20 Teknisi Laboratorium UMY Raih Sertifikasi BNSP, Bukti Komitmen Tingkatkan Mutu
- Dok UMY
BANTUL, VIVA Jogja - Universitas Muhammadiyah Yogyakarta (UMY) kembali menegaskan komitmennya dalam meningkatkan kualitas tenaga laboratorium. Sebanyak 20 teknisi laboratorium resmi menerima sertifikat kompetensi dari Badan Nasional Sertifikasi Profesi (BNSP) setelah melalui serangkaian pelatihan dan uji kompetensi. Sertifikasi ini terlaksana berkat kerja sama dengan Lembaga Sertifikasi Profesi (LSP) Muhammadiyah serta dukungan Pusat Pendidikan dan Pelatihan Muhammadiyah.
Sertifikasi ini bukan hanya sekadar dokumen, melainkan bukti profesionalitas yang diakui secara nasional.
Wakil Rektor Bidang Pendidikan dan Kemahasiswaan UMY, Prof Dr Dyah Mutiarin, dalam sambutannya menekankan bahwa peningkatan kompetensi tidak mengenal batas usia. Ia mengingatkan bahwa pengalaman tenaga senior adalah aset berharga yang tidak bisa digantikan. “Yang tua itu pernah muda, tetapi yang muda belum pernah tua. Jadi jangan takut menjadi tua. Pengalaman tidak bisa dibeli dan tidak bisa dijual karena diperoleh melalui proses belajar dan praktik langsung,” ujarnya.
Dyah juga menyoroti pentingnya sinergi antara generasi muda dan senior di lingkungan kerja. Menurutnya, tenaga muda memiliki kecepatan, sementara tenaga senior membawa ketelitian dan pengalaman. “Jika keduanya dikombinasikan, itu akan menjadi kekuatan yang sangat baik dalam bekerja,” tambahnya.

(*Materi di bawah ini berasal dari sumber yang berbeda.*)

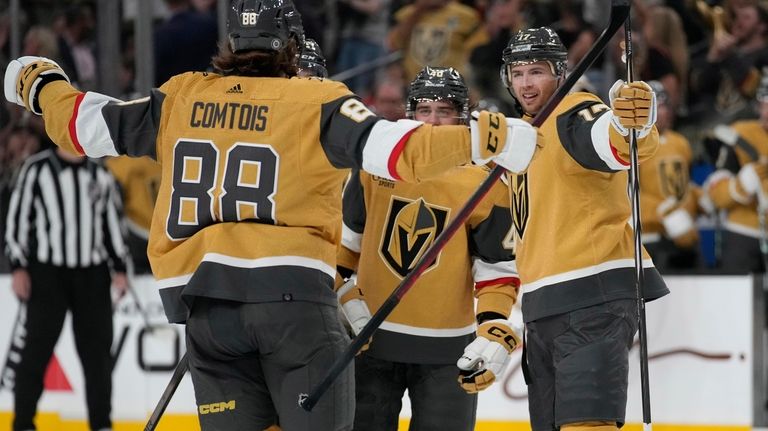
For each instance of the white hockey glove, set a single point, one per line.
(26, 76)
(678, 223)
(753, 179)
(353, 305)
(485, 358)
(633, 106)
(509, 142)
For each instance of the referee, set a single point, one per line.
(64, 233)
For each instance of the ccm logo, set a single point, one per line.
(216, 407)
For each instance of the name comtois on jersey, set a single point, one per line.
(229, 115)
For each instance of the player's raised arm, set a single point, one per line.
(89, 123)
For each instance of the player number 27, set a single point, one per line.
(202, 195)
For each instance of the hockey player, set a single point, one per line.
(574, 246)
(738, 186)
(248, 217)
(669, 201)
(387, 227)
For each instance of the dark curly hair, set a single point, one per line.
(258, 63)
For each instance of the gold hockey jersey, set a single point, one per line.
(249, 204)
(665, 176)
(389, 225)
(721, 185)
(571, 213)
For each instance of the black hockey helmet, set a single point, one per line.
(662, 97)
(533, 45)
(263, 24)
(438, 83)
(311, 59)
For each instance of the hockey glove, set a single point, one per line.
(509, 142)
(26, 77)
(486, 357)
(678, 223)
(634, 107)
(353, 307)
(753, 181)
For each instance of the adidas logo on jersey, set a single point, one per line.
(238, 89)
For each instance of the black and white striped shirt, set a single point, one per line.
(66, 214)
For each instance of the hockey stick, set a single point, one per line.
(178, 374)
(619, 13)
(634, 181)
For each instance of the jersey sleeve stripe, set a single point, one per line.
(514, 281)
(73, 122)
(485, 273)
(602, 143)
(91, 128)
(395, 155)
(384, 146)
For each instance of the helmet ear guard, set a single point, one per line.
(263, 24)
(438, 83)
(762, 89)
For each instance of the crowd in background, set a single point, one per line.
(707, 54)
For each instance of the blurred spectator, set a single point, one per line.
(41, 41)
(503, 18)
(653, 63)
(185, 42)
(574, 31)
(205, 6)
(738, 186)
(729, 74)
(389, 100)
(669, 199)
(316, 23)
(435, 33)
(63, 227)
(75, 46)
(139, 180)
(664, 30)
(364, 29)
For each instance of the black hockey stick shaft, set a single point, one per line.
(619, 12)
(634, 179)
(162, 404)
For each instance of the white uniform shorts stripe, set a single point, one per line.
(583, 272)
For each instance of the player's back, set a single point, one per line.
(249, 202)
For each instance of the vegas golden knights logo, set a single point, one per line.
(429, 44)
(411, 228)
(674, 178)
(519, 204)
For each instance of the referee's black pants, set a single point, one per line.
(86, 292)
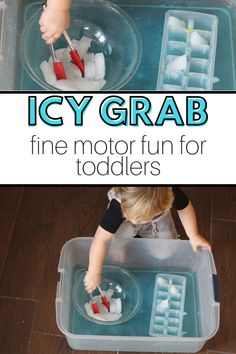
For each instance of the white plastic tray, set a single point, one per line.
(188, 51)
(168, 305)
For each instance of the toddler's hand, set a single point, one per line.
(199, 241)
(91, 281)
(53, 23)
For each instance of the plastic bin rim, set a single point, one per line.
(148, 338)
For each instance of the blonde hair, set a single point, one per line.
(144, 203)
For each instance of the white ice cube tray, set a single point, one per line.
(168, 305)
(191, 38)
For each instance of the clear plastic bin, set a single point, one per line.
(2, 16)
(171, 255)
(188, 51)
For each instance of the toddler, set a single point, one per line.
(142, 212)
(55, 19)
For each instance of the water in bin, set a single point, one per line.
(111, 29)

Sementara itu, Direktur Direktorat Inovasi dan Hilirisasi UMY, Dr. Ir. Novi Caroko, S.T., M.Eng., menjelaskan bahwa sertifikasi ini merupakan bagian dari skema peningkatan kualitas laboratorium. Ia berharap para teknisi yang telah tersertifikasi dapat bekerja lebih efektif dan akurat. “Harapannya setelah mereka tersertifikasi, kinerja mereka menjadi lebih baik. Pengujian dapat dilakukan lebih cepat dan lebih akurat, sehingga pengguna layanan laboratorium juga semakin puas,” jelasnya.
Novi menegaskan bahwa sertifikasi tenaga laboratorium adalah langkah penting menuju pengembangan standar laboratorium yang lebih tinggi. Hal ini juga menjadi prasyarat ketika laboratorium mengarah pada sertifikasi internasional seperti ISO maupun akreditasi dari Komite Akreditasi Nasional (KAN). “Secara bertahap seluruh laboran akan kami sertifikasi. Ini menjadi bagian dari upaya meningkatkan kualitas layanan laboratorium,” ungkapnya.
Kebahagiaan juga dirasakan oleh para peserta. Salah satunya, Isna Qurrotu Aini, S.P., mengaku bangga setelah menerima sertifikat kompetensi. “Alhamdulillah tentu senang, karena sebagai laboran perlu memiliki bukti kompetensi, salah satunya melalui sertifikasi ini,” ujarnya dengan senyum penuh rasa syukur.